Questions, improvements

Question

Questions, improvements

dumblob opened this issue 5 years ago · 0 comments

dumblob commented 5 years ago

This looks like a very promising library. I have couple questions and ideas.

Establish a name for these preemptive user space threads. There are green threads, greenlets, eventlets, fibers, workers, micro threads, go routines, etc. None of them preemptive. There are also pthreads, user space threads etc. which are just wrappers around os-specific primitives. What about subthreads or psubthreads (preemptive subthreads)?
Make it into a single header library (like e.g. stb or SQLite).
What is the performance on Linux (compared to native os threads) with the 5000 us timer? Any measurements anywhere?
What is the memory consumption (compared to native os threads)? Currently stacks are fixed, so this is directly proportional to the number of psubthreads, but os threads are handled differently and a real measurement could shed some light on the differences.
There seem to be missing support for a voluntary "yield" for tasks which determine early in their time slice, that they have nothing to do (typically waiting for I/O), but don't want to yield to the os-level scheduler as it would put the whole os-level thread the psubthread is running in into disadvantage. Having native yield in psubthreads allows for implementation of work stealing and zero overhead MPSC/SPSC queues (think of goroutines and their channels) due to completely skipping syscalls and making tight loops better optimizable (cacheable, vectorizable).
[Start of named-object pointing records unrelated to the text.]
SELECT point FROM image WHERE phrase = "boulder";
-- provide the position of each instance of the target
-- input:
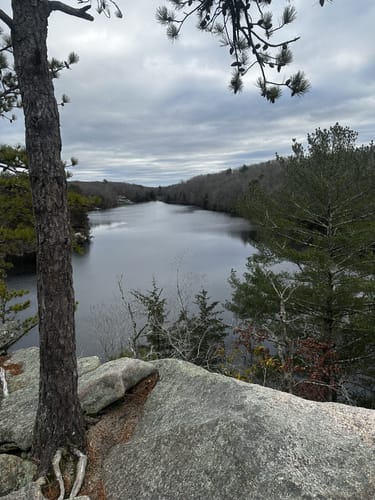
(17, 415)
(10, 332)
(15, 473)
(206, 436)
(110, 381)
(30, 492)
(28, 361)
(99, 386)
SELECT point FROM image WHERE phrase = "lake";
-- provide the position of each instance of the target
(137, 243)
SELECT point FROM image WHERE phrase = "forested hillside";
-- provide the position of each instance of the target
(17, 224)
(220, 192)
(112, 194)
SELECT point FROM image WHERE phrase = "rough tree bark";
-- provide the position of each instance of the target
(59, 419)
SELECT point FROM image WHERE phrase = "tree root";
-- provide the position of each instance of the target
(80, 475)
(3, 381)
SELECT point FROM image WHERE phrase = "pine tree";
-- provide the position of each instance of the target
(323, 222)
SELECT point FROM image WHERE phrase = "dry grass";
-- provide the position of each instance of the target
(116, 425)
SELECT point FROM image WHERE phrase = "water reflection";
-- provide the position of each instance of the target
(149, 240)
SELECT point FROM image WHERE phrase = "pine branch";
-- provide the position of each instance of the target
(6, 19)
(67, 9)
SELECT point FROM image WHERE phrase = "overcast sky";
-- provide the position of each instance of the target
(153, 112)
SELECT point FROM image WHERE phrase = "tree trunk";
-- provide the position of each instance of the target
(59, 420)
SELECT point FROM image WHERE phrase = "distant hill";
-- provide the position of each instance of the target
(221, 191)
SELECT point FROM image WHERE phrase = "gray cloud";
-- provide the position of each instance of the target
(148, 111)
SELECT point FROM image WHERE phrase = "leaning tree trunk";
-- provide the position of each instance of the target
(59, 420)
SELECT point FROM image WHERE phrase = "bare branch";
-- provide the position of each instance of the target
(6, 19)
(67, 9)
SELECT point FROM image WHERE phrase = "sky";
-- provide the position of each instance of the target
(150, 111)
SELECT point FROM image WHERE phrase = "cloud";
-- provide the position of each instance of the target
(153, 112)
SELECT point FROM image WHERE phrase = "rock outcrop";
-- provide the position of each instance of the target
(205, 436)
(15, 473)
(99, 386)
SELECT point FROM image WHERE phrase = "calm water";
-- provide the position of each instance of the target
(137, 243)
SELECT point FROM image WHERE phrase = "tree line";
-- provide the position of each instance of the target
(305, 306)
(244, 28)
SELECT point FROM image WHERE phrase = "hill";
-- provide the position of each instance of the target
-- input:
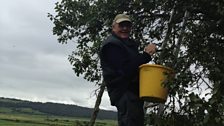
(56, 108)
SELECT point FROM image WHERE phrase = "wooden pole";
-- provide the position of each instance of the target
(97, 104)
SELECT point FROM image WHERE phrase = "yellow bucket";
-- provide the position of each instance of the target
(151, 82)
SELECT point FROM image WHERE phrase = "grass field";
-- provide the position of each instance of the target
(29, 117)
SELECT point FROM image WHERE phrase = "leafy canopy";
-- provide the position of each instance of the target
(196, 94)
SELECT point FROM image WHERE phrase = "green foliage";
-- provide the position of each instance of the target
(199, 66)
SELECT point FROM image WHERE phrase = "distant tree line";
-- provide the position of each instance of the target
(56, 109)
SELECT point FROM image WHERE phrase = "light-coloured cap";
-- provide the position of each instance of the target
(122, 17)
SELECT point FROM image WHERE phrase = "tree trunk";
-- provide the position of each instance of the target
(97, 104)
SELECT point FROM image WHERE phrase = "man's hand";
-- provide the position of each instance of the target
(150, 49)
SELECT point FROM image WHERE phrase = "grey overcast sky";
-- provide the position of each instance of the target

One could also see it from a different angle and say, it is no yield, but rather a "steal" request as in work stealing (work stealing is the most efficient known strategy maintaining all caches hot, making the impression on the os-scheduler that the thread utterly needs full CPU time allowing it to be scheduled more frequently and with other "benefits", etc.).
Any plans to support multicore non-uniform (e.g. big.LITTLE or NUMA architectures or CPU grids like Parallela with 256 cores) systems? I mean, the best approach seems to be to spawn N os-level threads where N is the number of CPU cores. But this has to automatically shrink and grow based on events following e.g. power saving (in big.LITTLE, smartphones, notebooks, etc.), hot plug (CPUs removed or added), etc. In other words this would mean enhancing the scheduler by migration of psubthreads among os-level threads and dynamic addition & removal of os-level threads and rescheduling.
What about optimizing the cost of the switch between psubthreads by making it friendlier to caching (e.g. by running closely related tasks with temporal locality as mentioned in https://youtu.be/KXuZi9aeGTw or at least by grouping them accordingly in os-level threads assuming (6) gets implemented)?
Another wanna be "optimization" could be the use of a different "approximate" timer which won't depend on Linux internal scheduling (which seems to require synchronization across all CPU cores to sum all times - this everything probably at least at the frequency with which ITIMER_VIRTUAL is being requested - didn't check it though) and second might lead to slight starvation if other processes make all CPUs really busy. In this vein, I'd guess ITIMER_REAL would kind of "force" Linux to interrupt other processes, so the starvation would probably not happen (at the cost of less fair scheduling of psubthreads), but the issue with synchronization across all CPU cores would probably stay. Ideas?
I'd increase the timer frequency - the current 5000 is a very conservative choice (will work well on very old Linux systems), but rather unacceptable e.g. for real-time stuff like audio or video (e.g. isochronous data stream of 250 packets per second) - I'd suggest using the current Linux default frequency which shall be 250 Hz.
With regards to (4), what about optimizing the stack size in a similar manner like in Go?
Another optimization could be to use an array instead of list due to a huge difference in cache friendliness (every pointer dereference means "jumping randomly in memory" which totally scratches the existence of any cache in practice 😢).
Consider using SIGURG to avoid clashes in the app itself - for reasons see https://github.com/golang/proposal/blob/master/design/24543-non-cooperative-preemption.md#other-considerations .